Hacker News new | ask | show | jobs
by max_streese 1949 days ago
Hi not sure if I am just completely off here but I am wondering how this relates or compares to processing things with Kafka and Kafka Streams?

If I am reading things correctly with Kafka the workflow equivalent to what's written in the article would be to have your producer produce via hash-based-round-robin (the default partitioning algorithm) based on the key you are interested in into some topic and then your consumer would just read it and your data would already be sorted for the given keys (because within a partition Kafka has sorting guarantees) and also be co-partitioned correctly if you need to read some other topic in with the same number of partitions and the same logical keys produced via the same algorithm.
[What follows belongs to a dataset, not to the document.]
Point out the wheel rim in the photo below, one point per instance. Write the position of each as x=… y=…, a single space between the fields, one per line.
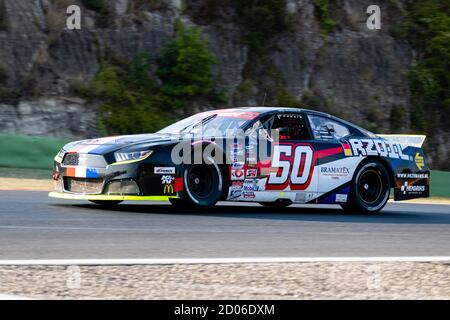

No?

1 comments

This is the most basic pattern for distributed joins - you hash on the join key in both tables and shuffle data based on hash ranges. In some systems like Redshift you can designate the key for distribution so that "related" records are already co-located on a single shard.

> our data would already be sorted for the given keys (because within a partition Kafka has sorting guarantees)

It's been a while since I used Kafka but I don't remember "sorting guarantees". Consumers see events "in order" based on when they were produced, because each partition is a queue.

Yes I guess my point is when using Kafka in combination with Kafka Streams and you produce things partitioned in a way that you need them for consumption then you do not need to do any shuffling in the instance where you want to join because data is already partitioned correctly.
You seem to know what you're talking about. Any recommendations on learning resources for this type of flow? Or really understanding which platform works for in each situation?

I'm learning proper data flow in real time as I look to transition ETL of product data into Postgres to a more applicable system.

Finding the right learning resources is difficult! Cheers.